Review by Anthony Vawser

When a play from the past gets revived and restaged, it's a chance for theatregoers to be reminded of what worked in days gone by, and to put the play's capacity for survival to the test. The near-capacity crowd at opening night of this new production of "The Philadelphia Story" indicates a story that still carries a strong appeal for audiences, helped by Therry's general reputation for excellence.

The theme of human foibles gradually surfacing through a facade of wealth and power is still a juicy one, rich with the promise of sophisticated fun. In 1939, writer Philip Barry crafted a smart premise and created a cast of generally intriguing characters who bring it to life; his sense of wit results in a particularly clever running gag revolving around the word 'destiny', as well as the brilliance of Liz Imbrie observing – with the character's typical dryness – that to have another drink would be "tautological".

Director Kerrin White's familiarity with this material (he also staged the play some twenty-odd years ago) has translated to his producing a number of fine performances that help to engage and draw us into this show. The opening scene in particular is electric and sparkling to the extent that one is quickly hopeful this script will prove itself to be an evergreen classic, capable of withstanding the passage of time.

Unfortunately, the text retains the kind of outdated gender politics that could well make you cringe. It is enough to at least lend an unwelcome sour edge to the proceedings, a more-than-faint feeling of "The Taming of the Shrew", that tends to leave this play at least partly a prisoner of the era that produced it.

The team at Therry have given us a superbly designed set (by director White and the late Vinnie Eustace), impeccably decorated, complete with authentic piano and chandelier. With the exception of an anachronistic feeling to young Dinah's casual wear, costumes (by Gillian Cordell and Ian Rigney) are well-appointed and suitable, even adding subtle humour to certain moments. Ray Trowbridge's sound design adds just what is needed, during both the action and scene changes.

Lauren Renee's portrayal of central character Tracey Lord is the ideal mixture of sweet and sour, strong and smart; you can believe in both her instinct for independence as well as her reserves of humanity. Ron Densley's well-spoken and skilfully modulated performance as brother Sandy helps ensure – especially in the important first act – that plot exposition is delivered swiftly, pleasurably, and comprehensibly. Zoë Dibb is simply spot-on as photographer/artist Liz, threatening to steal the show away with her expert timing and intonation.

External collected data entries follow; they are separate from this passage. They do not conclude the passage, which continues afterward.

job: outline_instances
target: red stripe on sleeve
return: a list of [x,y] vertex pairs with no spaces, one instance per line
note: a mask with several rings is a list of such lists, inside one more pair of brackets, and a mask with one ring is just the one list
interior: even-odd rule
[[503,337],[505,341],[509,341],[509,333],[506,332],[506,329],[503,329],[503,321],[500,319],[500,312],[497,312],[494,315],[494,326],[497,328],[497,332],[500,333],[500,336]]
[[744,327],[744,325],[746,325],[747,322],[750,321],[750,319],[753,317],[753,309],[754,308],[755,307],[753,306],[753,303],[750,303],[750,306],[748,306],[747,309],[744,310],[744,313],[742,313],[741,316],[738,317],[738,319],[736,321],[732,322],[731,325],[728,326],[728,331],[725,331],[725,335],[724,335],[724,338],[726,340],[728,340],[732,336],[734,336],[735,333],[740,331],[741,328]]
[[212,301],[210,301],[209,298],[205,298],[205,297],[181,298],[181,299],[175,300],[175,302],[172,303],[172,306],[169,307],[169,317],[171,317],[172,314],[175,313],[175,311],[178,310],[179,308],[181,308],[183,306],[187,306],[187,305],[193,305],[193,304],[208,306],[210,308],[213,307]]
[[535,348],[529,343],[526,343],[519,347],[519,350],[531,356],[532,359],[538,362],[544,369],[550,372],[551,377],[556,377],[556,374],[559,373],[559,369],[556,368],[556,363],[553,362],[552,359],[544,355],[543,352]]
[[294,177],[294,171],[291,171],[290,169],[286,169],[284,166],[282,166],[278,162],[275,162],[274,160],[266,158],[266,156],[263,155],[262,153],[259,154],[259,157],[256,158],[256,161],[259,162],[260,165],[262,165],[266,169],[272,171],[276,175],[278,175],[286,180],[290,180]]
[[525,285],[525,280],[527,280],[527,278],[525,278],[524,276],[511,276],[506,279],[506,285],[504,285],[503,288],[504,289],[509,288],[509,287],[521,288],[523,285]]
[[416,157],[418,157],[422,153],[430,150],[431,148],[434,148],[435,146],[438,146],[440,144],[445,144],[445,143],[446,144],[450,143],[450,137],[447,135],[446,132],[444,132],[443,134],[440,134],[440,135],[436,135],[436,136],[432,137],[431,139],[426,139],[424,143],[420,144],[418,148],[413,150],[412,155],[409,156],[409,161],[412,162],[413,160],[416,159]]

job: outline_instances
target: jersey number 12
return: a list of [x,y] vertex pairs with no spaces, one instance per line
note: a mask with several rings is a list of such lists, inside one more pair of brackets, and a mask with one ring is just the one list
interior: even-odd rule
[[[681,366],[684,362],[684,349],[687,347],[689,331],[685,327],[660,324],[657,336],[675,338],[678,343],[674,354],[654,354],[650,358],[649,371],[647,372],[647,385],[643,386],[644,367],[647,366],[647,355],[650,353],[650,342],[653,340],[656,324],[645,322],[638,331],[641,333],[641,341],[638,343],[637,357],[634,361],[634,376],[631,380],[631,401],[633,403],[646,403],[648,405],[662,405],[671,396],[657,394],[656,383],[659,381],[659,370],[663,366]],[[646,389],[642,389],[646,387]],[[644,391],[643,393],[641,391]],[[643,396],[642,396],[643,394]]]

James Whitrow is a strong physical presence on stage, but he brings a real sense of gentle intrigue to his portrayal of reporter (and wanna-be novelist) Macaulay Connor. Celine O'Leary nicely manages to make about as much of an impression as the somewhat limited character of Mrs Lord will allow, and Roman Turkiewicz bravely tackles some of the play's more overtly chauvinistic dialogue while playing Seth Lord, philandering man-of-the-house.

John Leigh Grey is here in his second go-around playing Uncle Willie, and while he does not convince as an American, he does deliver a sublime comic performance that is a pleasure to watch. Henny Walters makes precocious Dinah adorably full-of-beans and in-your-face, though her energy level dies down perhaps a little too much in the middle of the play. Brad Martin's doomed fiancé George is a bright and appealing presentation of a slick, superficial, well-meaning man.

The approach taken toward the crucial character of CK (Dexter) Haven is likely to divide audiences, and has the potential to colour one's reaction to the show in general. Aaron MacDonald seems to have been directed to play Tracey's first husband as predominantly serious and sullen. The unfortunate result is that this reviewer wanted the bright and vivacious Tracey to keep as far away from this guy as possible (slight spoiler: she doesn't).

The relative brevity of Dexter's appearances in the opening act also do very little to endear him to us. Barry's dialogue eventually helps to establish that the central divorced couple know each other’s strengths and weaknesses well, but MacDonald's delivery tends to be low and threatening in a way that seems at odds with the overall tone of this show, while his demeanour implies that he's only hanging around his ex-wife out of devious spite. This actor clearly has strengths, but they seem more suited to an Arthur Miller psychological drama than to "The Philadelphia Story".

This production is blessed with a number of strengths that make it a more-than-watchable entertainment, but while it produces a fairly steady stream of sparks, it somehow never quite catches fire and bursts into satisfying life. Perhaps the text itself is now finding it difficult to avoid – or conceal - the signs of ageing.